Die ebenfalls getestete Bedienung des Kinnriemen-Verschlusses brachte sehr unterschiedliche Ergebnisse. Doppel-D-Ringe wie bei Arai und Dainese sind zwar umständlich einzufädeln, aber leicht und sicher, da sie automatisch straff angezogen werden. Steckschlösser sind praktisch, aber hier rastet beim Kiwi-Helm das Schloss nicht zuverlässlich ein. Auch die Länge des Kinngurtes ist bei fast allen Steckschlössern schwierig zu variieren. So geht es beim Kiwi zwar einfach, dafür lockert sich der Riemen aber oft von alleine.

Trotz der teueren Helme haben die ÖAMTC-Tester aber vielfach auch Verarbeitungsmängel festgestellt, die nicht zur Freude des Kunden sind. So rutschte etwa beim FM-Helm der Nackenpolster leicht heraus und bei einem Dainese-Helm betätigte das Visier beim Öffnen ungewollt den Belüftungsschieber. Eine zur besseren Reinigung herausnehmbare Innenausstattung gibt es bei Agv, Dainese, FM, HJC, Kiwi, Uvex und Vemar. Wobei aber beim FM-Helm der Zusammenbau zum Geschicklichkeitsspiel wird und bei Vemar und Uvex die Polster in Stirnbereich nicht gut fixiert sind.
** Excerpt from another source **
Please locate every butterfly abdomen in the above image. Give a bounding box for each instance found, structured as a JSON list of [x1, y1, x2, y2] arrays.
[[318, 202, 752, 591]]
"Der umfangreiche Helmtest kann zwar viele Fragen beantworten, erspart aber nicht das Probieren verschiedener Größen beim Helmkauf, da der Helm ohne zu drücken fest sitzen muss", betont ÖAMTC-Techniker Kerbl abschließend, der außerdem vor dem Helmkauf unbedingt zu einer Probefahrt rät.